Dr Philippe Bernhard Schmid: "Brokerage & Materiality: The Scottish Enlightenment and the New Materialisms"

Event date: 
Wednesday 3 May
Time: 
13:00
Dr Philippe Bernhard Schmid

An IASH Work-in-Progress seminar, delivered by Dr Philippe Bernhard Schmid (Centre for Research Collections Fellow 2023; University of St Andrews)

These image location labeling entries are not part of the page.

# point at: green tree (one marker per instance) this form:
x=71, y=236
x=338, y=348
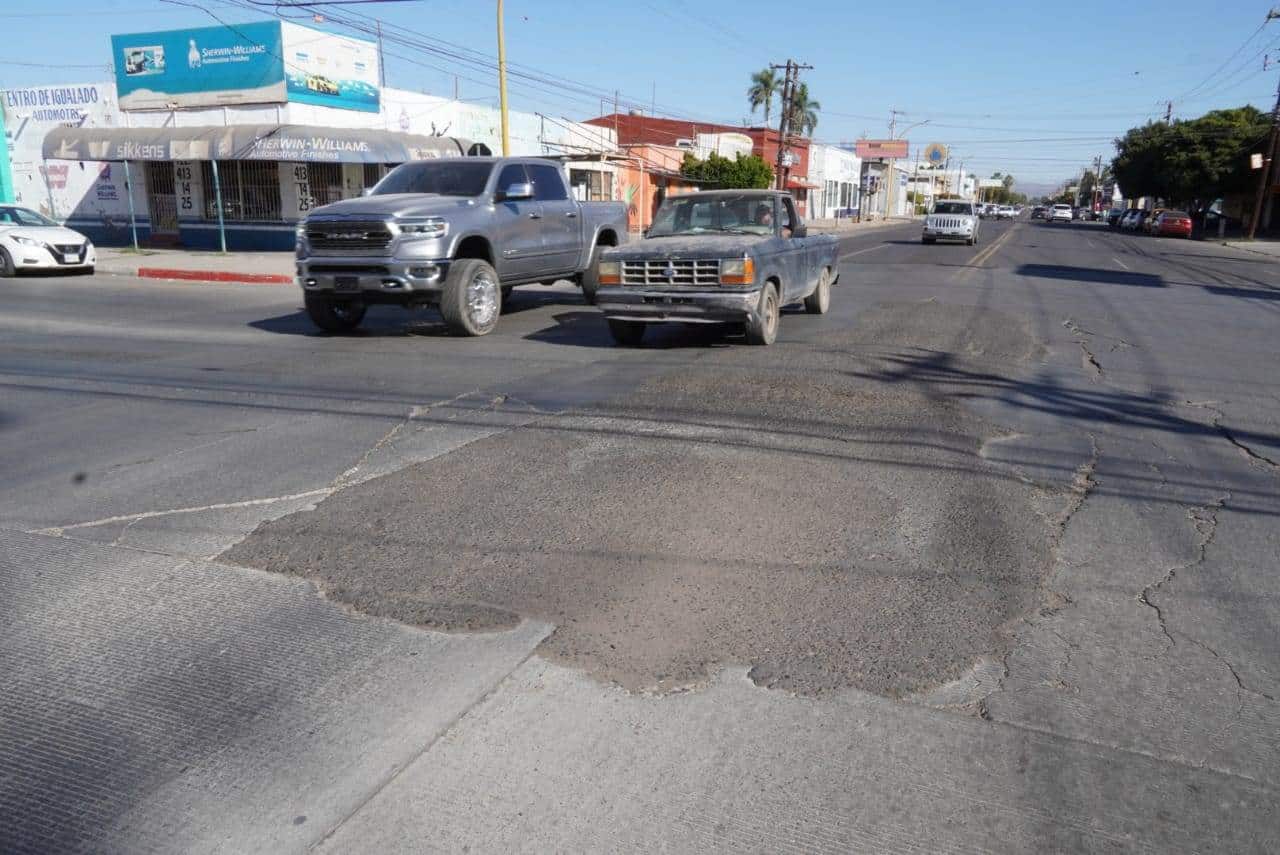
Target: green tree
x=804, y=111
x=764, y=86
x=721, y=173
x=1193, y=159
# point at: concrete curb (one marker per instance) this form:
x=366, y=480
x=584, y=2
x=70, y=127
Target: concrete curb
x=215, y=275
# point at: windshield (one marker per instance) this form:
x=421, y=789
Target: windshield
x=23, y=216
x=731, y=213
x=442, y=177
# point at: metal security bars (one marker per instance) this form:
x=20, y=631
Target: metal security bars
x=250, y=190
x=325, y=182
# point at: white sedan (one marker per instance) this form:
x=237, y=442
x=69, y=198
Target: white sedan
x=31, y=241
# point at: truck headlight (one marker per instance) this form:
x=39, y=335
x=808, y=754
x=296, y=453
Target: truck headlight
x=611, y=273
x=737, y=271
x=424, y=228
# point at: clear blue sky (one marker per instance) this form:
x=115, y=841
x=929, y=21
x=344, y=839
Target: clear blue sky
x=1027, y=87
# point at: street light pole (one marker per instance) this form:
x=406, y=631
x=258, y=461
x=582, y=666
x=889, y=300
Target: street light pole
x=502, y=86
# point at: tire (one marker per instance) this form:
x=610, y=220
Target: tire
x=819, y=301
x=626, y=333
x=334, y=315
x=471, y=301
x=592, y=278
x=764, y=328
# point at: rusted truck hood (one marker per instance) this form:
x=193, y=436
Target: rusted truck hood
x=690, y=246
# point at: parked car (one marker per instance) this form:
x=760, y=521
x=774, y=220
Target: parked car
x=1060, y=214
x=457, y=233
x=718, y=256
x=1150, y=223
x=1176, y=224
x=31, y=241
x=952, y=219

Brokerage & Materiality: The Scottish Enlightenment and the New Materialisms

Knowledge brokers in the Scottish Enlightenment, often working on the periphery of major urban centres, help us to see the necessity of material culture to maintain fragile networks of information exchange. Since the work of Jeremy Boissevain, anthropologists have acknowledged the essential role of resources for processes of cultural brokerage. This relationship has become more explicit in Actor-network theory (ANT), Bruno Latour’s reflections on intermediaries and mediators and new work gathered under the umbrella term of the New Materialisms. Inspired by the work of Donna Haraway, Karen Barad, Jane Bennett and others, these new perspectives share a view which gives primacy to material things and their mutual relations in collective structures or assemblages, while attributing agency both to human and non-human actors. Focusing on the surviving manuscript papers of the Scottish mathematician Colin Campbell of Achnaba (1644–1726), who was a minister of the Church of Scotland, my paper approaches knowledge brokers through their material resources. How could a minister in the Highlands – ‘a corner of the world where you have neither books nor company’ as one of his friends phrased it – become an intellectual mediator in the first place? By looking at this material archive of papers, which grew into a sizeable collection over the course of more than fifty years, I will explore the role of manuscripts not just as resources for humans but as brokers in their own right. Through the turbulent times following the Glorious Revolution in 1688, both Campbell and his archive endured as relics of the past, inspiring creative connections in scientific networks.